Sounds and Vocal Behavior
Song , from cover or bushtop or in song flight, a rather short and hurried warble (c. 1–3·5 seconds long), distinctly grating and metallic, characteristically involving piping and call-like notes and, especially in S of range, rattling “tr”-like sounds; longer and richer in song flight. Call a grating “tchairr”, in hurried, nervous series when alarmed.
Breeding
Season mostly mid-Mar to Aug; laying from mid-Mar to late Mar in Iberian Peninsula, Balearic Is (Menorca) and Channel Is, early Apr in S France and NW Africa (Algeria), and usually by mid-Apr in S England; mostly two broods, in England sometimes up to three (rarely, four), but apparently single-brooded in Sardinia and parts of S France. Monogamous, with instances of a second male helping at nest. Territorial. Song-flighting male rises rapidly to 6–7 m above ground, hovering and fluttering up and down, then parachutes down to cover or perch. Male builds flimsy “cock nests”, one of which sometimes completed by female for breeding, but generally breeding nest constructed by both sexes, a deep cup of grass, vegetable down and cobwebs, lined with finer rootlets and hair, placed c. 0·25–0·5 m above ground in low dense vegetation in scrub or bush (e.g.
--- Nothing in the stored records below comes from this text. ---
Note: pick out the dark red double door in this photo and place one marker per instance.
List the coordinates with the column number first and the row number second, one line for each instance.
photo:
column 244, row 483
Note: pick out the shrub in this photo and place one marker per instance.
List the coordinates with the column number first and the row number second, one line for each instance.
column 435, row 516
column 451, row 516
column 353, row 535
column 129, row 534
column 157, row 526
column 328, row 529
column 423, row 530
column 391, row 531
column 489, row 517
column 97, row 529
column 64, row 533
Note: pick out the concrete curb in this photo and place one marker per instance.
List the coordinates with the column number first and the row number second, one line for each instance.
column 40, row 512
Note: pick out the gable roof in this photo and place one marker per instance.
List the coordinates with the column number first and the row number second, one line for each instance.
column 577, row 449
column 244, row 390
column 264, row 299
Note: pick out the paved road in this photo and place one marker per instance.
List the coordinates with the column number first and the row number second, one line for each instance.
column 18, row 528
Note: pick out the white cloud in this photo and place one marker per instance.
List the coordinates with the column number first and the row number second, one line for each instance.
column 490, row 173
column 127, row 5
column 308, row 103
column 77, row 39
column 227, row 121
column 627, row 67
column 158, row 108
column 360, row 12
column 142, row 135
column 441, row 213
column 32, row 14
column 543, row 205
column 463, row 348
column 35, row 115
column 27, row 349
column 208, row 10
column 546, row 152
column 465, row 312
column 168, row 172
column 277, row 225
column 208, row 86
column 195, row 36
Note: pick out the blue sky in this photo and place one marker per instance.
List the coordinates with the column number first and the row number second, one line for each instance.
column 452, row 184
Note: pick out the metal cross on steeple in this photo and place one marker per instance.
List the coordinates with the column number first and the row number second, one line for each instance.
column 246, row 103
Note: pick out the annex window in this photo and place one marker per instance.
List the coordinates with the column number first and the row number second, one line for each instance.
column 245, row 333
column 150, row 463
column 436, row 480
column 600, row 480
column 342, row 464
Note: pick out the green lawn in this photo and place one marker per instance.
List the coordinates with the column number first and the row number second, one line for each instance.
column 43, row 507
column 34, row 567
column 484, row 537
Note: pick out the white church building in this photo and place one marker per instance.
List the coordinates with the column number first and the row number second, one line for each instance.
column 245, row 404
Rosmarinus, Erica, Ulex, Calluna). Clutch 3–6 eggs, usually 4–5 (average 4 in S England), clutch size increasing from early May to mid-Jun and then declining; incubation by both parents, female taking largest share (two-thirds of daytime and throughout night), usually from penultimate egg, period 12–14 days; chicks fed by both parents, nestling period c. 12 days; fledglings dependent on parents for further 10–15 days. Reported breeding success 67% in France (Fontainebleau), 56% in S England (hatching 63%, fledging 89%). Average annual survival of adults at least 50% in England; in mild winters adult mortality below 39% in Fontainebleau (France).
Conservation Status
Not globally threatened. Currently considered Near Threatened. Rather patchily distributed throughout its range, but locally common to very common. Population in Europe (95% of species’ breeding range) estimated to total 1,900,000–3,700,000 breeding pairs by year 2000. Breeding densities usually c. 2–10 pairs/10 ha in suitable areas, but up to 15–25 pairs/10 ha in optimal habitat, e.g. 16–17 pairs/10 ha in burnt cork oak (Quercus suber) forest; reaches 5 pairs/10 ha at 2000 m in mountain shrublands of E Pyrenees; in S England, 3·5–5 pairs/10 ha in best habitats but decreases to 1–2 pairs/10 ha in less suitable and more fragmented areas. In Balearic Is, has bred on Menorca since at least 1970s, probably earlier (but situation confused by misidentification of present species as C. balearica); in 1997 colonized N Mallorca, where total population estimated at c. 50–100 breeding pairs in 2005. Considered to have decreased in mainland Spain between 1970 and 1990, but stable in rest of European range . Sensitive to fragmentation and loss of suitable habitat caused by agricultural intensification, urban development and afforestation; in S England, natural succession of heathland and also habitat fragmentation are main threats. Wildfires can be temporarily and locally detrimental, but help to create new habitat and prevent succession of scrub and maquis to forest, thus favouring the species in long term; in Mediterranean region can colonize burnt areas in second year after fire and breed there for at least a decade; optimal conditions in S England burnt areas, however, reached only 10 years after. Sensitive to very harsh winters, particularly in far N of range; S England population reduced to critically low numbers after severe winters, e.g. just 11 pairs after extreme winter of 1962/63, but recovered after series of mild winters (c. 2500 pairs in 2002; c. 3100 territories in 2006 (1) ).